You put it against the edge of whatever top you are drilling out, and clamp it still for the first line of holes, than stick a dog into the far side, allowing the near side to enter your undrilled field, and just keep leap frogging as you go. Just a few, or a total field, and the worlds your oyster. It looks really wierd, but what you are seeing is wood grain. The holes were drilled on a heavy machine shop drill with about .000000001 runout, so it’s dead on. A home drill press would work just fine for woodworking. I’ve used this for a number of tops, both for myself and others around here, and the holes are still 3/4” diameter.

Top view of it.

And the bottom view, nothing special just 2 dead flat pieces of wood at right angles to each other. One the stop, the other the field. easy peasy. I used construction lumber, so it was cheap, run it’s face over the jointer, then through the planer. The top is filthy from all the sweaty hands using it, once it was as clean as the bottom, It’s simple stupid, but it works very well to keep your bit going straight for long enough to have the hole you started keep you running straight.

-- Think safe, be safe

View NormG's profile

NormG

6265 posts in 3178 days


#3 posted 09-08-2018 09:46 PM

Wow, nicely done, thank you for sharing

-- Norman - I never never make a mistake, I just change the design.

View LiamB's profile

LiamB

3 posts in 69 days


#4 posted 09-10-2018 04:54 PM

Thanks for the replies, it’s always nice to get some encouragement.

I don’t see anything wrong with your bench Sylvain, and workmates are handy. That vice you have looks familiar, mine is an Eclipse 7”, cost 125 Euro locally.

I’m still a bit reluctant to go drilling holes in my nice new top, when I do i might use the small router to start it off to make sure it’s straight. I’d like to move on and starting using the bench now rather than working on it. Thanks again, Liam.

View Kuryakin's profile

Kuryakin

6 posts in 1087 days


#5 posted 09-10-2018 05:25 PM

I “drilled” holes perpendicular into my last workbench with a plunge router and straight 3/4” bit and a jig (large accessory plate with guide) to help align the holes, referencing off the edge of the workbench. Worked very well.

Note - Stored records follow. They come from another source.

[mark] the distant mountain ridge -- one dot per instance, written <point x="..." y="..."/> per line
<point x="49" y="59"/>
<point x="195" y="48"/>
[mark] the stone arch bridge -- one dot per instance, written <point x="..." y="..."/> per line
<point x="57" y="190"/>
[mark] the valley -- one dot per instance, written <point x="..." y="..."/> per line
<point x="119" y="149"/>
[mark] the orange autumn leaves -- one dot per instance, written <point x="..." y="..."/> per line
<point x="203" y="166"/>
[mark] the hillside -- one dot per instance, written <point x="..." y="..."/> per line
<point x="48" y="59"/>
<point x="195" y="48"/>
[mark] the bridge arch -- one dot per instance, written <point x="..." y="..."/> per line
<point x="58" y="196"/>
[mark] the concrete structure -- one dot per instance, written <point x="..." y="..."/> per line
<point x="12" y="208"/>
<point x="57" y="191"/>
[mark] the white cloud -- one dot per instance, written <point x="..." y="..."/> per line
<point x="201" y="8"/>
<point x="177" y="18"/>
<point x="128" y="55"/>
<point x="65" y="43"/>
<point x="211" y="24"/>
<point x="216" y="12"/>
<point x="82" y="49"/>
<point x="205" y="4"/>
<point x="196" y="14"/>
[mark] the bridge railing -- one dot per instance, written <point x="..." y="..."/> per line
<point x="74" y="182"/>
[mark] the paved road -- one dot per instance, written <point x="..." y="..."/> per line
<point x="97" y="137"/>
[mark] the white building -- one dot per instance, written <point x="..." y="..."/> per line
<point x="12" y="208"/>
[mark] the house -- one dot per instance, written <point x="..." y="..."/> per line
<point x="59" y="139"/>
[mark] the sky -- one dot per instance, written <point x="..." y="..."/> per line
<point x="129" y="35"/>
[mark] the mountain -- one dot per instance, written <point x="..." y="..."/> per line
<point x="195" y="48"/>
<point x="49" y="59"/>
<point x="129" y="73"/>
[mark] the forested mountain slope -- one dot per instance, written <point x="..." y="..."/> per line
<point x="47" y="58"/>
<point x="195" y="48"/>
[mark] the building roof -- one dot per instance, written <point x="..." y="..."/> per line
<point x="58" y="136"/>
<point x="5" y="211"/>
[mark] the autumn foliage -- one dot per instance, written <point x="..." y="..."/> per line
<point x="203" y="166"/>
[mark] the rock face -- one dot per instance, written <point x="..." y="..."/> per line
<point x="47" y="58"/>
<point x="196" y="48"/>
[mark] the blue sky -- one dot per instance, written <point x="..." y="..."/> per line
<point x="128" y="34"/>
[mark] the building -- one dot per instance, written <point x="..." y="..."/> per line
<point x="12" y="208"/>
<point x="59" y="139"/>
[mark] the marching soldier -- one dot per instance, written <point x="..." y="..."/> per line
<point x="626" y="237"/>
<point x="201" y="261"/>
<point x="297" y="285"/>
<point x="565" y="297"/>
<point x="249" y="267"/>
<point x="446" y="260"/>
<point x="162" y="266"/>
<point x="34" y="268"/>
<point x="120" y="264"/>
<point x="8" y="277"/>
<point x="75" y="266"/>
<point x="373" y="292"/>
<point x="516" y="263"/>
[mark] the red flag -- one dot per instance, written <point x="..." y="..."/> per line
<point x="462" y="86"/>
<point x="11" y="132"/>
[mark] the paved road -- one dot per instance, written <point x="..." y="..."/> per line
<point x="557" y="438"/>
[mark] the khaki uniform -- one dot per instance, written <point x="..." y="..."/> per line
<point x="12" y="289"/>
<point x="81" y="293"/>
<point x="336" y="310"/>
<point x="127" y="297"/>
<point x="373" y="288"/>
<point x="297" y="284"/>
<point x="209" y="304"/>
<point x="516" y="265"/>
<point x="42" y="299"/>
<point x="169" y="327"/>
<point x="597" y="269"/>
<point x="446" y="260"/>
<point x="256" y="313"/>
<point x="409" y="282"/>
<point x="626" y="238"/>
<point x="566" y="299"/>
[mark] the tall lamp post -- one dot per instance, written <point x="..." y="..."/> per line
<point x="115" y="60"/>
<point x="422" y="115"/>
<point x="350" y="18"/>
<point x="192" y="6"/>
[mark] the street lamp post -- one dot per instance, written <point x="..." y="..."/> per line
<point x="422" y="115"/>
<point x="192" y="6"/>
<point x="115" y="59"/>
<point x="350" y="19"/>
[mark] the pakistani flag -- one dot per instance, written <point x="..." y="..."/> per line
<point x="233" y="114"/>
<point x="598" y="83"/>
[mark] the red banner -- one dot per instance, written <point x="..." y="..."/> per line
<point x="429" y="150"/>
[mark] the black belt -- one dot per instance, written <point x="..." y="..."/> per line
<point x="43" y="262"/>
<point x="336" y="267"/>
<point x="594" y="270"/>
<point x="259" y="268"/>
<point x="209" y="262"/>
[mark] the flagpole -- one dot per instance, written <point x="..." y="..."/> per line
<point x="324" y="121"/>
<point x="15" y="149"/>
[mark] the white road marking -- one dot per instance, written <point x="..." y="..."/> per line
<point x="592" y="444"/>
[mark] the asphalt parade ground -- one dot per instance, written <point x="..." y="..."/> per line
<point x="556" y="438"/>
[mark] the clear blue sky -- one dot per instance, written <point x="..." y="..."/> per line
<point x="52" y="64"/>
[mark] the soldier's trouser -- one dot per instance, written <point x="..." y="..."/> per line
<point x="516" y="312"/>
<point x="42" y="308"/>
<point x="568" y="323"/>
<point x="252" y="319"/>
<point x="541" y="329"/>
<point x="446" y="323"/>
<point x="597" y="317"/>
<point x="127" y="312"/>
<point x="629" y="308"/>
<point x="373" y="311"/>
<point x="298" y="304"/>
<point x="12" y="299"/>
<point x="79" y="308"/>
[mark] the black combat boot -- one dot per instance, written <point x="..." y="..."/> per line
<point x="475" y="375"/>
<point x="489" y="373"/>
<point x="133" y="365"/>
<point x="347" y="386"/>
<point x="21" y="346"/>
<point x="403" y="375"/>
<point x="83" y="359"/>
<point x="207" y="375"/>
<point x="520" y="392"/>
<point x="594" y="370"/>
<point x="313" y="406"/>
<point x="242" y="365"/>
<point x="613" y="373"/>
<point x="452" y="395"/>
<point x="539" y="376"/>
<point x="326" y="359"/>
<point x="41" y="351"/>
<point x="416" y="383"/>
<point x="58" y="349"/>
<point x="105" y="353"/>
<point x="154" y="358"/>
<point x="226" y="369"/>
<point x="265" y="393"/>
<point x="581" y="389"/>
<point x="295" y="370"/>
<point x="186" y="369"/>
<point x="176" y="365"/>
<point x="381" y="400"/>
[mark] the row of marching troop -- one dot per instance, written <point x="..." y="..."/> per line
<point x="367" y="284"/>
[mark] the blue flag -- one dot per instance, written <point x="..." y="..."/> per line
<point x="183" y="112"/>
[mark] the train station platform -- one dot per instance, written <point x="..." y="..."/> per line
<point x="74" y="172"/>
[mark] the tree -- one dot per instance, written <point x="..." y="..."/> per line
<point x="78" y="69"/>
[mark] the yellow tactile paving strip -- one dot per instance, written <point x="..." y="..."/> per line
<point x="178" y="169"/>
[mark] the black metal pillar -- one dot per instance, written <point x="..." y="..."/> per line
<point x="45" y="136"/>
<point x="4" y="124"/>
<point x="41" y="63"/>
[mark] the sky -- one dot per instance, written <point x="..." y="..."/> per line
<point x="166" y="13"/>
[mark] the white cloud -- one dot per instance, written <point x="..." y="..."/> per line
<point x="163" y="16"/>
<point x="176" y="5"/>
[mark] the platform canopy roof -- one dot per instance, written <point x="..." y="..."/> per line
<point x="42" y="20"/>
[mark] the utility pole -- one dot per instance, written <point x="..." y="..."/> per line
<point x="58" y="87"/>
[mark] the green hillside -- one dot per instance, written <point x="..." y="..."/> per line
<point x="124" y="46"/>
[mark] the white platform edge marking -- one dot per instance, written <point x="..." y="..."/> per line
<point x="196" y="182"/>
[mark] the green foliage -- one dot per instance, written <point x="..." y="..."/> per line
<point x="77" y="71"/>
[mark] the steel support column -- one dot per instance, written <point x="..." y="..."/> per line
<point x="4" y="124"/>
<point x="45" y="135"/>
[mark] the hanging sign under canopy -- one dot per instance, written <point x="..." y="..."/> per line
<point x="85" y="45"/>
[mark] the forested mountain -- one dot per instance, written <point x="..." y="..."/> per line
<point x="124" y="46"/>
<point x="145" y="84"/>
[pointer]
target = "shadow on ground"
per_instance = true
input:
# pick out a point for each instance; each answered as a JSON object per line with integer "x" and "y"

View Smitty_Cabinetshop's profile

Smitty_Cabinetshop

15649 posts in 2792 days


#6 posted 09-10-2018 06:00 PM

They’re holes. In wood. And perfection is not needed to ensure success. In other words, don’t overthink the drilling of holes. Relax, it’ll be fine.

-- Don't anthropomorphize your handplanes. They hate it when you do that. -- OldTools Archive --

View Tom's profile

Tom

22 posts in 65 days


#7 posted 10-13-2018 02:03 PM

Great workbench Liam. I built one last July and the main bench without add ons took about one week. Paul’s workbench design is from an old book called Joinery and Carpentry by Richard Greenhalgh. I’m sure the design predates even that old book. There are no dog holes, but there is a bench stop. it even has the drawer.

I also do not really like holes in my bench for several reasons and you really don’t need them unless you want them. My bench is longer so I decided to add the end vise with a couple dogs for grooving smaller joinery pieces. I also added a metal bench stop for convenience. I think a lot of people confuse the need for a planing bench versus a joinery bench. I like doing joinery by hand and I really try to avoid processing big pieces of stock. I leave that to the machines. If you do it that way, the dog holes and holdfasts really are not all that necessary. Most work can be done easily in the front vise. So it just depends a bit on the type of work that you want to do. That’s also why Paul has a higher bench which is better for doing joinery with smaller pieces that are already very close to dimension. It’s really a great design. Sturdy, solid, inexpensive. Just need a good solid front vise to do 95% of the work and a few small add ons and clamps for the rest.